Wakil Bupati SBD Buka LPI 2026: Saatnya Sepak Bola Daerah Bangkit

WBN|TAMBOLAKA — Pemerintah Kabupaten Sumba Barat Daya menunjukkan keseriusannya membangun masa depan sepak bola daerah melalui pembukaan resmi Liga Pelajar Indonesia (LPI) Kabupaten Sumba Barat Daya Tahun 2026 yang digelar di Lapangan Galatama Tambolaka, Jumat, 15 Mei 2026.

Pembukaan kompetisi pelajar terbesar di wilayah itu dilakukan langsung oleh Wakil Bupati Dominikus Alphawan Rangga Kaka di hadapan ratusan pelajar, guru, official tim, dan masyarakat yang memadati lokasi pertandingan.

Kegiatan tersebut turut dihadiri Wakil Ketua DPRD Kabupaten Sumba Barat Daya, unsur Polres Sumba Barat Daya, perwakilan Kodim 1629/Sumba Barat, Ketua KONI Kabupaten Sumba Barat Daya beserta jajaran, Camat Kota Tambolaka, pengawas sekolah, serta para kepala sekolah peserta LPI.

Sebanyak 43 sekolah dari jenjang SMA, SMK, MA, dan SMAK ambil bagian dalam kompetisi yang akan berlangsung hingga 15 Juni 2026. Bagi Pemerintah Kabupaten Sumba Barat Daya, ajang ini bukan sekadar turnamen antar pelajar, melainkan bagian dari gerakan besar pembinaan sepak bola usia muda yang selama ini mulai mendapat perhatian serius pemerintah daerah.

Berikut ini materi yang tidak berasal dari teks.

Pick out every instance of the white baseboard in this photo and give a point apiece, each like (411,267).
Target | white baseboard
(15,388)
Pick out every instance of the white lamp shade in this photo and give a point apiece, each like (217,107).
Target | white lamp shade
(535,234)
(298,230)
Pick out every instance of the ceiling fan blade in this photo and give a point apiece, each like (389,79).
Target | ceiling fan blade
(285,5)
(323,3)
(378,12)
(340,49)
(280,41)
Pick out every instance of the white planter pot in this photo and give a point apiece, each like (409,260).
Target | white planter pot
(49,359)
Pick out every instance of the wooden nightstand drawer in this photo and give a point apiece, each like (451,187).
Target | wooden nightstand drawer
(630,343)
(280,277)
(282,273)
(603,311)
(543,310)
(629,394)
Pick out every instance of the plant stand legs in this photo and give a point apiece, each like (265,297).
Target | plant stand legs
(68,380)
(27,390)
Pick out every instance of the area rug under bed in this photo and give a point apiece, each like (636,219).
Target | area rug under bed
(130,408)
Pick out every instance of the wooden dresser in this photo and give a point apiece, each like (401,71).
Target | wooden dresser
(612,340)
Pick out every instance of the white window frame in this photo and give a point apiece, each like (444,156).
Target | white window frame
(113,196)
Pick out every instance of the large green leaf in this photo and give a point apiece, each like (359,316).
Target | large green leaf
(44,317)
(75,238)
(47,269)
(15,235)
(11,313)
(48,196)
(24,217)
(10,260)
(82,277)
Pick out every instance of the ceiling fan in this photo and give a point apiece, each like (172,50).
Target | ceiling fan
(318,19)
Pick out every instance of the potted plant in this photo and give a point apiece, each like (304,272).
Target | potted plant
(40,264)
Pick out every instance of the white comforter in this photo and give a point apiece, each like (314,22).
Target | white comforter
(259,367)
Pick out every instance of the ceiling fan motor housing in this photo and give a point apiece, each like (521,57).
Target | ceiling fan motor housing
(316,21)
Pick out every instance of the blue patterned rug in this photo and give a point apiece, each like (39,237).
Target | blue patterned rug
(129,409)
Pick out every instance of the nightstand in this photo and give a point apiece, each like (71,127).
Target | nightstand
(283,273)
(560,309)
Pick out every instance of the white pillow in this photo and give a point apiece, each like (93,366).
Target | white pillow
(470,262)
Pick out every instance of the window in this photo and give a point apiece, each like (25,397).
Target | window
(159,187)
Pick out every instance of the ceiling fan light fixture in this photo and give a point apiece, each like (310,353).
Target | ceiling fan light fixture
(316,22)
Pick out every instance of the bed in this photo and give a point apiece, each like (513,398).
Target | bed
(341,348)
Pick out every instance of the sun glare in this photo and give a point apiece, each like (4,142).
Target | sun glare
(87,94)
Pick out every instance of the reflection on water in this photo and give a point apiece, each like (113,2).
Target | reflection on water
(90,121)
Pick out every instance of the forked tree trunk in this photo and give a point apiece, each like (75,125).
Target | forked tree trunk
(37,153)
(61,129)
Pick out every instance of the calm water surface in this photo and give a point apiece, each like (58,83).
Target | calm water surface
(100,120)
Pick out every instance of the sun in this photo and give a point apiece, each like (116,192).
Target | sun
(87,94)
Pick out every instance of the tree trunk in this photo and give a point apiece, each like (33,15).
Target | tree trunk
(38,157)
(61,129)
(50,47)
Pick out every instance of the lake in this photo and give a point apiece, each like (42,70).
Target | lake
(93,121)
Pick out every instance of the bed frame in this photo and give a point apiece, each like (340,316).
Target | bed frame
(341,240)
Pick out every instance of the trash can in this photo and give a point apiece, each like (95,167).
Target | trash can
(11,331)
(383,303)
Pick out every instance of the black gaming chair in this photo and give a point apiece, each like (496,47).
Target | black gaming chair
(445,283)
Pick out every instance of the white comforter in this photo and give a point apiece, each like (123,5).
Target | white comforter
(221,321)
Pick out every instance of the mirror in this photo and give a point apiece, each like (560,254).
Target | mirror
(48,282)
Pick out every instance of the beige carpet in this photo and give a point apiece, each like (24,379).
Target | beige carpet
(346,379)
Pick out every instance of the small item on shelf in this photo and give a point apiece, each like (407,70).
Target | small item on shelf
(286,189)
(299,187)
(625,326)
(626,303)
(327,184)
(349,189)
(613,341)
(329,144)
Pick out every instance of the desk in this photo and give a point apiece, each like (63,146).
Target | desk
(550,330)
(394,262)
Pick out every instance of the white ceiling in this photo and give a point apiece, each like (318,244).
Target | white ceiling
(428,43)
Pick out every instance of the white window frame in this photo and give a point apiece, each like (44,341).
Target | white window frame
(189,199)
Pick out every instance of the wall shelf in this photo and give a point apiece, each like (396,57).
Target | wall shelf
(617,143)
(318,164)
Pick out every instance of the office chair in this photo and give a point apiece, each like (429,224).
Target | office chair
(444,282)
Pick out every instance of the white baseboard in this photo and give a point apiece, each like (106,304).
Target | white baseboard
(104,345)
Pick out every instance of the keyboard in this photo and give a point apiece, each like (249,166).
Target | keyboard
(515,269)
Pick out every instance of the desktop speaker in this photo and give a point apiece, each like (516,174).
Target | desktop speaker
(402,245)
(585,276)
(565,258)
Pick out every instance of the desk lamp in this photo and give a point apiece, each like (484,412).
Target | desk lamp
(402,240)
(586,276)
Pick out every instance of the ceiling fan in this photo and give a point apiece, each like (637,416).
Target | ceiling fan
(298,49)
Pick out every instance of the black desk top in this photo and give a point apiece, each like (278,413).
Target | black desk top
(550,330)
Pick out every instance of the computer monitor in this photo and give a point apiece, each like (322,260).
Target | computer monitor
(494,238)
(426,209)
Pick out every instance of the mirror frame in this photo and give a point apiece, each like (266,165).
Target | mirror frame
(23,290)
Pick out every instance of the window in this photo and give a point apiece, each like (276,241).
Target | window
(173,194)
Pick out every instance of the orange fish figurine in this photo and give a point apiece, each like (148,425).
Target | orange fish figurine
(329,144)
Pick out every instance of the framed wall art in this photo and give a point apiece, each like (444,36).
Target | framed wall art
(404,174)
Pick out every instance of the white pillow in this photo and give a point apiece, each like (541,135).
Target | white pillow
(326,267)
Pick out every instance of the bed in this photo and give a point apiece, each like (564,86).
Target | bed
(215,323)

Atmosfer pembukaan berlangsung meriah. Sorak-sorai pelajar, yel-yel sekolah, hingga antusiasme para suporter menghadirkan semangat tersendiri di Lapangan Galatama. Namun di balik semarak kompetisi itu, tersimpan pesan yang lebih besar: Sumba Barat Daya sedang membangun fondasi sepak bola dari sekolah-sekolah.

Dalam sambutannya, Wakil Bupati Dominikus Alphawan Rangga Kaka menegaskan bahwa olahraga, khususnya sepak bola, memiliki peran penting dalam membentuk karakter generasi muda.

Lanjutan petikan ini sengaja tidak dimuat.